Koopmann betont, dass das Mehr-Trinken über einen längeren Zeitraum
das Risiko für eine Abhängigkeit signifikant erhöhe, aber nicht
zwangsläufig dazu führen müsse. «Diese Krise ist einmalig und es is
t
noch unklar, was das für langfristige Auswirkungen hat.» Studien im
Zusammenhang mit früheren Pandemien zeigten demnach Folgendes:
Mehrere Jahre nach der Pandemie erfüllten diejenigen Probanden, die
länger in Quarantäne gewesen waren, eine höhere Anzahl an Kriterien
für eine Alkohol-Abhängigkeit.

«Jetzt sind wir in der Situation, dem noch entgegenzuwirken», sagt
die Ärztin. Jede und jeder könne sein Trinkverhalten genau
beobachten, dieses etwa mit Hilfe eines Tagebuchs dokumentieren und
sich vielleicht einem Arzt oder einer Beratungsstelle anvertrauen.
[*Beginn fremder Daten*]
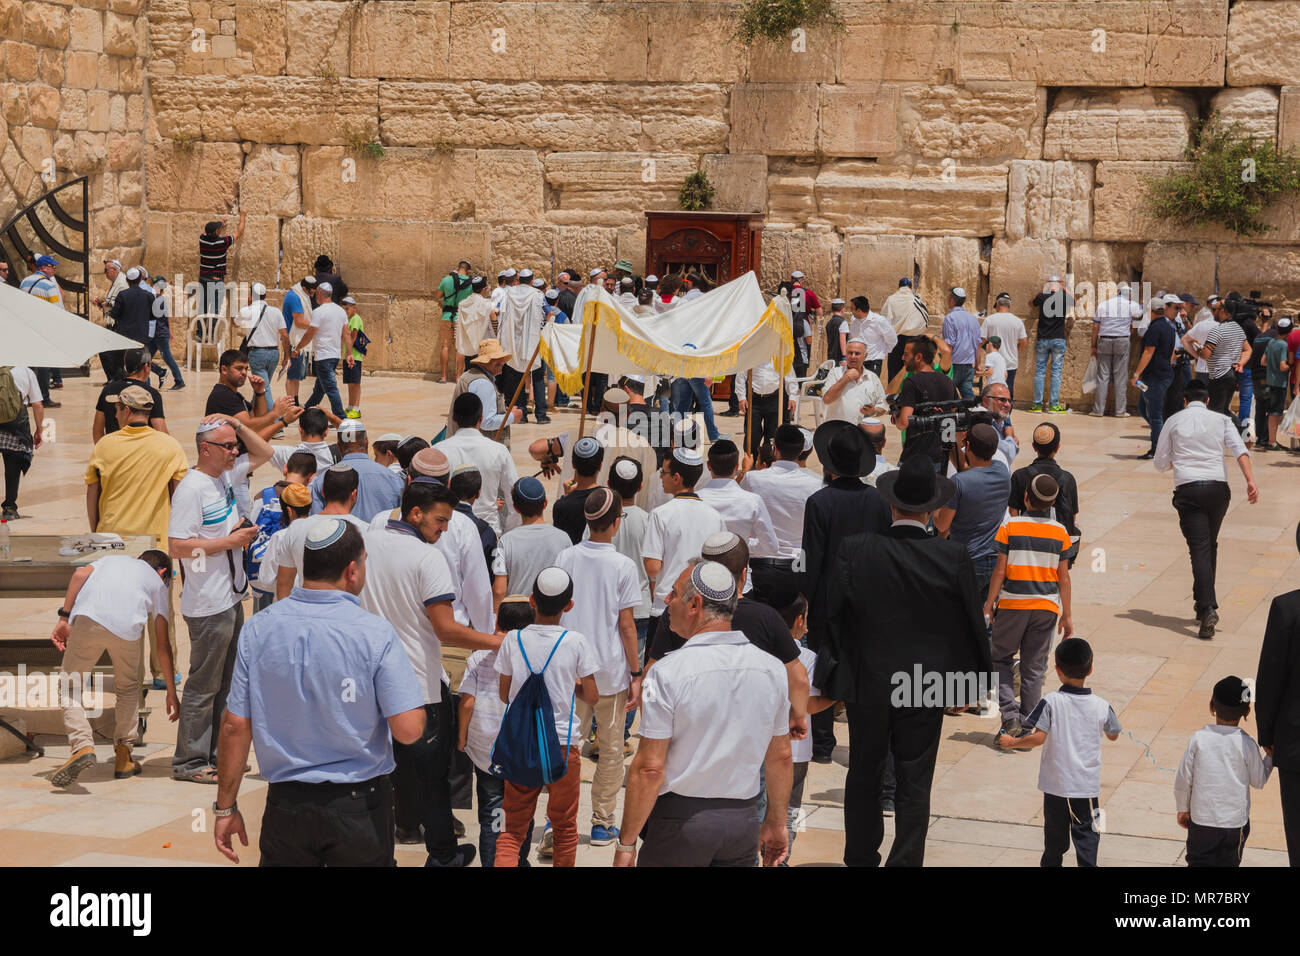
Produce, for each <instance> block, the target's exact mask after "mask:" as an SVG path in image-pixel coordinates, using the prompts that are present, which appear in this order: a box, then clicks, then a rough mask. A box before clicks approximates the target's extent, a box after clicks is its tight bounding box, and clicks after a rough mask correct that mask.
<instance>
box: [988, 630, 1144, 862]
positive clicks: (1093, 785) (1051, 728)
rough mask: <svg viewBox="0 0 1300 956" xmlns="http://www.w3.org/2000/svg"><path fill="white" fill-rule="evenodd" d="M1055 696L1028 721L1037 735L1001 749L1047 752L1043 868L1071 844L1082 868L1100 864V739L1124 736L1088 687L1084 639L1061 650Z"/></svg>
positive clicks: (1032, 734)
mask: <svg viewBox="0 0 1300 956" xmlns="http://www.w3.org/2000/svg"><path fill="white" fill-rule="evenodd" d="M1056 666H1057V676H1058V678H1060V679H1061V689H1060V691H1053V692H1052V693H1049V695H1048V696H1045V697H1044V698H1043V700H1040V701H1039V704H1037V706H1035V708H1034V710H1032V713H1030V715H1028V717H1027V718H1026V719H1024V726H1026V727H1034V728H1035V730H1034V731H1032V732H1031V734H1028V735H1026V736H1022V737H1013V736H1010V735H1008V734H1002V735H1000V736H998V747H1001V748H1004V749H1005V748H1014V749H1028V748H1032V747H1043V745H1044V744H1045V747H1043V762H1041V763H1040V765H1039V790H1041V791H1043V860H1041V865H1043V866H1060V865H1061V861H1062V860H1063V858H1065V852H1066V849H1069V848H1070V840H1071V839H1073V840H1074V855H1075V860H1076V861H1078V864H1079V866H1096V865H1097V844H1099V843H1100V842H1101V834H1100V831H1099V829H1097V822H1096V821H1097V818H1099V816H1100V812H1099V808H1097V797H1100V796H1101V735H1102V734H1105V736H1106V739H1109V740H1117V739H1118V737H1119V731H1121V730H1122V727H1121V726H1119V719H1118V718H1117V717H1115V711H1114V710H1113V709H1112V706H1110V705H1109V704H1106V701H1105V700H1102V698H1101V697H1097V696H1096V695H1095V693H1092V689H1091V688H1087V687H1084V682H1086V680H1087V679H1088V675H1089V674H1092V646H1091V645H1089V644H1088V641H1086V640H1083V639H1082V637H1067V639H1066V640H1063V641H1061V643H1060V644H1058V645H1057V650H1056Z"/></svg>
«Wenn ich mir über mehrere Wochen und Monate ein gewisses Trinkmuster
angewöhne, muss ich schon aktiv dagegen arbeiten, um wieder von
diesem Muster wegzukommen», erklärt Koopmann.

Peter K. weiß, wie schwer das ist. Er sagt, das Einzige, was helfe,
sei Offenheit, Ehrlichkeit und Konsequenz. Für Angehörige bedeute das
oft auch, Konflikte auszuhalten. Außerdem müsse die Politik die
Bevölkerung mit spezifischen Maßnahmen für die Problematik und
Besonderheit dieser Situation sensibilisieren, meint Koopmann.